Farmers will return to central London today for a “Pancake Day rally” to protest changes to inheritance tax. The protest will begin at midday with a march from Whitehall towards Parliament, and the demonstration is expected to conclude at 3pm. This marks the latest chapter in farmers’ ongoing resistance to recent government proposals which could have significant implications for agricultural land and its owners. The protest comes in the wake of the Government’s consultation on how changes to Agricultural Property Relief (APR) and Business Property Relief (BPR) will apply to trusts.

Tom Gauterin, tax and agricultural lawyer at Freeths, says, "The farmers’ latest protest comes hard on the heels of the publication of the Government’s consultation on how the changes to APR and BPR will apply to trusts. This consultation is concerned with the technical detail of how the new policy will work. Concerningly, there is no sign at all that the Government has listened to any of the wider points raised about the effect of limiting the scope of APR and BPR available to farms and other businesses."

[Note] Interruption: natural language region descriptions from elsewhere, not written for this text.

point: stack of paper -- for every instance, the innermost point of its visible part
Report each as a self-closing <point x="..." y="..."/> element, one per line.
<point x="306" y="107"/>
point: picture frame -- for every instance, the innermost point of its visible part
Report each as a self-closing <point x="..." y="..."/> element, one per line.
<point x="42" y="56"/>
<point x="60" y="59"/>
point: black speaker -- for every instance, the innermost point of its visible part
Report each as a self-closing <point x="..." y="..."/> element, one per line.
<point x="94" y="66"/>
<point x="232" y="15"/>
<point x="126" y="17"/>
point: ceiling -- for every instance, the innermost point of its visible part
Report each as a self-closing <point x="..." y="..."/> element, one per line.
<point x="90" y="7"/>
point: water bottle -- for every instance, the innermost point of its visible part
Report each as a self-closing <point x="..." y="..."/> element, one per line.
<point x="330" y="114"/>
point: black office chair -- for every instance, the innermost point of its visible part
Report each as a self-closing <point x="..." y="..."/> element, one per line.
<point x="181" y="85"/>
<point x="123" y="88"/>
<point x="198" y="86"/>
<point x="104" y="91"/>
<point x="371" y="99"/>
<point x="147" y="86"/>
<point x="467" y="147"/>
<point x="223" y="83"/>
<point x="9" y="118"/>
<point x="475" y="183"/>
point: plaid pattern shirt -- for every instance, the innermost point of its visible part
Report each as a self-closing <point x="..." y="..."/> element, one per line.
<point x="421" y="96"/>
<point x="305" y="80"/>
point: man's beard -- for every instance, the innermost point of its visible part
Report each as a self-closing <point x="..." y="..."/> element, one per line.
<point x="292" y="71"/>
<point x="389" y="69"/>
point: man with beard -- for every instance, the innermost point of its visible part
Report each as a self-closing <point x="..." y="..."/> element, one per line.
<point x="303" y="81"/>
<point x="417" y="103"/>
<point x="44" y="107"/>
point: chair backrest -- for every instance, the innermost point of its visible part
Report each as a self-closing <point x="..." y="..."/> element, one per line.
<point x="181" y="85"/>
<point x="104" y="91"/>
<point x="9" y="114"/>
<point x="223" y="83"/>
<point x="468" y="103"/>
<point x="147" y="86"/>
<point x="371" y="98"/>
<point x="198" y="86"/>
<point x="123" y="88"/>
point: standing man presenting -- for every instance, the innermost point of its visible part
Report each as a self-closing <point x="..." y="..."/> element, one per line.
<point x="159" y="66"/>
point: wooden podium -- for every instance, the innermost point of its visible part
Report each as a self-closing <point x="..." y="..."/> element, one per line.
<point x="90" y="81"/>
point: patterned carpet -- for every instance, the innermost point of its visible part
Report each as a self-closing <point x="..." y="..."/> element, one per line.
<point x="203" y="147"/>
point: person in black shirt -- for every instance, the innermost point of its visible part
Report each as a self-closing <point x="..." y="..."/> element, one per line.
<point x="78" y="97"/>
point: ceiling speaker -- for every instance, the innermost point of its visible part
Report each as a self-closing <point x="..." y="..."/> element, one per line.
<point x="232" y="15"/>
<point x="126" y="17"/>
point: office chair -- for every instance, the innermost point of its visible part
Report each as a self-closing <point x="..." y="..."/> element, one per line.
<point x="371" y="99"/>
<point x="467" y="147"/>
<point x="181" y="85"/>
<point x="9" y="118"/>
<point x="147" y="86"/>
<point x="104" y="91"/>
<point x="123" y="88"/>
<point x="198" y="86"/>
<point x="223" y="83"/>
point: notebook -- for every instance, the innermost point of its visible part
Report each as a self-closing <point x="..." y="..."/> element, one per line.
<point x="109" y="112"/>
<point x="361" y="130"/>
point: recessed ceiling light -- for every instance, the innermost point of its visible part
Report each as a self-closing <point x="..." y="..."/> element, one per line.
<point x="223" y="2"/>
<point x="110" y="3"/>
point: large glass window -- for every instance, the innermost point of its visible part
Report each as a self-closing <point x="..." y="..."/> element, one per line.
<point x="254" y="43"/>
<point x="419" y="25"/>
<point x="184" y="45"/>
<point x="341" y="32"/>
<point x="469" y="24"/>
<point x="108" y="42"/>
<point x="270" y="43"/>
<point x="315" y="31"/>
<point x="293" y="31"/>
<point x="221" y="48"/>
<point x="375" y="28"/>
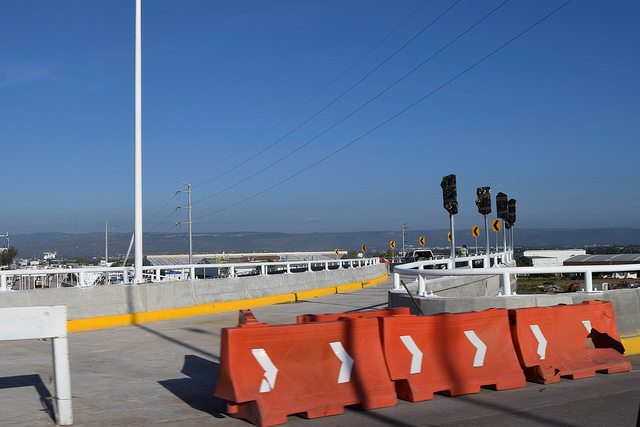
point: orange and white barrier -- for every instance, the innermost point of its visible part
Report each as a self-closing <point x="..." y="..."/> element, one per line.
<point x="316" y="369"/>
<point x="450" y="353"/>
<point x="574" y="341"/>
<point x="325" y="362"/>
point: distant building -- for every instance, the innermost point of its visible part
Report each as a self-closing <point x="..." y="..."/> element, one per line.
<point x="612" y="259"/>
<point x="552" y="258"/>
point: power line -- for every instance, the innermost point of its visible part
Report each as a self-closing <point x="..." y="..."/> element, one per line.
<point x="366" y="103"/>
<point x="392" y="117"/>
<point x="333" y="101"/>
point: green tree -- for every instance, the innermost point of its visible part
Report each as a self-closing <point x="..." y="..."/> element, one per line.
<point x="7" y="255"/>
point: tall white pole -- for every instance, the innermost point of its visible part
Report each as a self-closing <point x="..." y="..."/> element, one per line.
<point x="138" y="155"/>
<point x="106" y="244"/>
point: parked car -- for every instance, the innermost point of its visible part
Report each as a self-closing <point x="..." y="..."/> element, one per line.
<point x="417" y="255"/>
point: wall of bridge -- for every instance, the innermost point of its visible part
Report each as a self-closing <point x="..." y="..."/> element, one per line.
<point x="115" y="300"/>
<point x="626" y="302"/>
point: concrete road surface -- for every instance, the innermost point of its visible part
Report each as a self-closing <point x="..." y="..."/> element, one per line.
<point x="164" y="373"/>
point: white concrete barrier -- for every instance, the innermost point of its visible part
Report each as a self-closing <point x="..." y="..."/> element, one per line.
<point x="45" y="322"/>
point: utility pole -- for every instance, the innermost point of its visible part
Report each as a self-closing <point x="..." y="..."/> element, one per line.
<point x="188" y="191"/>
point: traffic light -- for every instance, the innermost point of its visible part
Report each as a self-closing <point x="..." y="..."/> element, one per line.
<point x="501" y="206"/>
<point x="450" y="193"/>
<point x="511" y="215"/>
<point x="483" y="202"/>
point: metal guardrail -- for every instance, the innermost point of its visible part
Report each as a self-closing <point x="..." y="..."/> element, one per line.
<point x="95" y="276"/>
<point x="442" y="268"/>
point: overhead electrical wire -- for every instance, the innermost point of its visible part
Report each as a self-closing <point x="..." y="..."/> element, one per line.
<point x="301" y="106"/>
<point x="334" y="100"/>
<point x="361" y="106"/>
<point x="286" y="118"/>
<point x="393" y="117"/>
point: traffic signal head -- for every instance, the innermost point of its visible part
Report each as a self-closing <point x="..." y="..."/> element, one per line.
<point x="511" y="212"/>
<point x="450" y="193"/>
<point x="501" y="206"/>
<point x="483" y="202"/>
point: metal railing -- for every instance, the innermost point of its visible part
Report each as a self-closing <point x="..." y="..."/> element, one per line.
<point x="95" y="276"/>
<point x="442" y="268"/>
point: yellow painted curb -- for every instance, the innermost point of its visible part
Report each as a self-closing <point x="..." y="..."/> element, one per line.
<point x="175" y="313"/>
<point x="218" y="307"/>
<point x="631" y="344"/>
<point x="376" y="281"/>
<point x="348" y="287"/>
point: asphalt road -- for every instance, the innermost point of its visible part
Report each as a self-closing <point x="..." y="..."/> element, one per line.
<point x="164" y="373"/>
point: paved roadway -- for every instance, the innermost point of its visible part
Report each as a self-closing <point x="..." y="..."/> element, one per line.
<point x="164" y="373"/>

The consultation has raised concerns among farmers, as it looks to implement changes that would limit the inheritance tax reliefs currently available to farming estates. Gauterin pointed out that the original policy, intended to target investors using farmland for tax avoidance, was based on flawed assumptions, failing to account for the real challenges faced by working farms. He added, "To recap: the original policy - ostensibly intended to target investors using farmland as a tax sheltering device - was based on incorrect assumptions (farms are not the same as death estates, and most farming estates will claim BPR in preference to APR), and appeared to take no account of the reality that the high capital values of farms are wildly out of sync with their (notoriously limited!) income generating potential."

As a result of these proposed changes, some farmers may be forced to sell their land. Gauterin warned, "As things stand, it is likely that some farmers will bow to the inevitable and sell up. There is no guarantee that agricultural land will continue to be used for food production post-sale, so this has far-reaching implications for the UK’s food security – a point that has been notably absent from any Government comments."

Farmers, advisors, and industry experts are calling for more sensible alternatives. Gauterin suggested two potential solutions, including tightening the definition of a "working farm" or implementing a full exemption on death with a clawback mechanism if the farm is sold within a specified period. He concluded, "This policy remains a blunt instrument that might have been designed to make farms go to the wall. Multiple tax advisors have proposed alternatives that would more effectively target investors without harming active farmers."

The protest today is part of a wider movement to address the unintended consequences of the inheritance tax changes and to ensure that UK farming remains viable for future generations. As the clock ticks down to the deadline of 6 April 2026, it may still be advantageous for farmers to transfer their farms into trust, as the ongoing charges of up to 3% every ten years could be more manageable than the alternative tax burden.